As this month’s issue demonstrates, the comanagement trend shows no signs of slowing down. In fact, that trend has evolved to the point that hospitalists are now the primary admitters for many specialized groups of patients.
In separate articles this month, we look at how hospitalists are stepping up to the plate to care for ICH patients and oncology patients. Hospitalists in these situations face many of the same issues that come with any comanagement agreement. There are questions about how much support subspecialists should “and do “provide, and doubts about whether hospitalists are overreaching their training.

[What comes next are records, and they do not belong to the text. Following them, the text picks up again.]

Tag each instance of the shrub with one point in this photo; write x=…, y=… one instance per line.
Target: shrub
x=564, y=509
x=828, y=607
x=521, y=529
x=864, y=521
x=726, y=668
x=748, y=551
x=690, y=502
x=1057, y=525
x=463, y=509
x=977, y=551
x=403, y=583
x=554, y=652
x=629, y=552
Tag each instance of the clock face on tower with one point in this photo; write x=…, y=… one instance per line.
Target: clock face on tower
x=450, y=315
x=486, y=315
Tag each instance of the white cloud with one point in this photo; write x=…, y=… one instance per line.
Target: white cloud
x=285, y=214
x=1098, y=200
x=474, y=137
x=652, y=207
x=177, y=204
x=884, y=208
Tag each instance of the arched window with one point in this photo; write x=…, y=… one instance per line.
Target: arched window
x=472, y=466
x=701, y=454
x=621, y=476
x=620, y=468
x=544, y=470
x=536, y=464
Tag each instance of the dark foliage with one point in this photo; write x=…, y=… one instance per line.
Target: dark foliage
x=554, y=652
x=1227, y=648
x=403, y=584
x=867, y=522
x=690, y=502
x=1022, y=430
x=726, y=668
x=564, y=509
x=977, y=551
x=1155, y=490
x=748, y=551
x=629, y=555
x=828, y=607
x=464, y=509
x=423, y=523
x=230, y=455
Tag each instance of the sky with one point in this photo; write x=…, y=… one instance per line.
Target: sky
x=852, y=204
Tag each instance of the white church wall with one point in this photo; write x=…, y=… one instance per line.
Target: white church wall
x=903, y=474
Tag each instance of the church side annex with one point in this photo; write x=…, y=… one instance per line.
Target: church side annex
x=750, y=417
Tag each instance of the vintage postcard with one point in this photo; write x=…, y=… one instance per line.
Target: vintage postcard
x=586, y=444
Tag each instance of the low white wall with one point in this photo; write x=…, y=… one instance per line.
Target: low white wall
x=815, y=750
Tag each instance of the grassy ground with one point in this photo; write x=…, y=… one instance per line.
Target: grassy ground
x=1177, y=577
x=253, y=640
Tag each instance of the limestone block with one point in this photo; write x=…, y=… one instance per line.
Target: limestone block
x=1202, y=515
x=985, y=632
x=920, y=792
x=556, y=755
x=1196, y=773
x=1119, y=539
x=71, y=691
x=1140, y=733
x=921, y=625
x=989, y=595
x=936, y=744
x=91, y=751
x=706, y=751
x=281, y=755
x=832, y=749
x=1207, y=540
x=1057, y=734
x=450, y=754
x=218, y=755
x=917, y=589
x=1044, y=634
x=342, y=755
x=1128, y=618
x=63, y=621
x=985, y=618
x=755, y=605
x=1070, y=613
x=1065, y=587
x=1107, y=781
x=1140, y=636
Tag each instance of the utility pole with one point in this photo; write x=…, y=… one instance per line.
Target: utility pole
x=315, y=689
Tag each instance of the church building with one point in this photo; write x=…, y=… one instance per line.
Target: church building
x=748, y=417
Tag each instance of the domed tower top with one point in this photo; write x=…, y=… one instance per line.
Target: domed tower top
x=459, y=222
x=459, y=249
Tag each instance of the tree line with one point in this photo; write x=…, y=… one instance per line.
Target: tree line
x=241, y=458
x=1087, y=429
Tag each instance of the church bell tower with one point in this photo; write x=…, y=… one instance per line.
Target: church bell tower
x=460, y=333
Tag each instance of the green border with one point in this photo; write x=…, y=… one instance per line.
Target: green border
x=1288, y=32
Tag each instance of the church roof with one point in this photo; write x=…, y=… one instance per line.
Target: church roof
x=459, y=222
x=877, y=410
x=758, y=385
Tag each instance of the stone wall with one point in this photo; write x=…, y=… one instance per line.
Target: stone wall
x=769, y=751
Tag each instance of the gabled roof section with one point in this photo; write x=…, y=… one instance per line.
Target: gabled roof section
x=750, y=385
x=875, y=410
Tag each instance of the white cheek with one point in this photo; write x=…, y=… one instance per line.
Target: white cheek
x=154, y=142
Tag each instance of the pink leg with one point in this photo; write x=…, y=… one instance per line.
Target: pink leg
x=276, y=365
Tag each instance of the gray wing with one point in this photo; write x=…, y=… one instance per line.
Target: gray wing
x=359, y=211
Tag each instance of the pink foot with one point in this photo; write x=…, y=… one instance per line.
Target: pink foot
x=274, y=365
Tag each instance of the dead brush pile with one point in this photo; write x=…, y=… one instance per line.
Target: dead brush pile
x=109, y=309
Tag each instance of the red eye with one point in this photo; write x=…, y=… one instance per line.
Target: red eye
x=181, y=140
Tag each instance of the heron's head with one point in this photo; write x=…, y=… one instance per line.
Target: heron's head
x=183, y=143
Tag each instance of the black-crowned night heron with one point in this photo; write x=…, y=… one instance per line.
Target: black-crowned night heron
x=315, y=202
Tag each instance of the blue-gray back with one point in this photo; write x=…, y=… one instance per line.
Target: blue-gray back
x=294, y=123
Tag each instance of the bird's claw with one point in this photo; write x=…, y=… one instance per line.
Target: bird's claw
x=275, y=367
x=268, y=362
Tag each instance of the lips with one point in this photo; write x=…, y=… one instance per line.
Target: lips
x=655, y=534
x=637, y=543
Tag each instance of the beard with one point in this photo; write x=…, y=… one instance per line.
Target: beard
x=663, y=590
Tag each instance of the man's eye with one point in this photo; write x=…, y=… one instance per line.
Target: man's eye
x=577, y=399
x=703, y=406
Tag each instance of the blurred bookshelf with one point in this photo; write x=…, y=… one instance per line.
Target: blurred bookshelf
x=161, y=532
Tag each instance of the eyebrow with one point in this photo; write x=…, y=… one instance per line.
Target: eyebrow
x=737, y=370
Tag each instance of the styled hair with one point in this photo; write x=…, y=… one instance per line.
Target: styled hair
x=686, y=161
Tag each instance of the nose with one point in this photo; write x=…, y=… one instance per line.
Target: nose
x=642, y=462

Hospitalists have for a long time worked through these challenges, and I have no doubt that they’ll do the same with new admitting services. But the rapid growth of comanagement and new service lines also raises some bigger concerns.
In this year’s Today’s Hospitalist Compensation & Career Survey, for example, we asked hospitalists to rate their satisfaction on a range of issues. When we asked respondents to rate their satisfaction with “respect from other physicians,” the mean score was just under 7 (on a scale of 1 to 10).
That score isn’t awful “think of it as a “C” in a standard grading system ” but the area of respect received one of the lowest scores in our survey. As hospitalists take on more admitting services, freeing up subspecialists to focus on other parts of their practice, can we expect that “respect” indicator to rise?
We’ll find out in future surveys. In the meantime, what’s happening with ICH and oncology patients are just two examples of how hospitalists’ scope of practice is constantly changing.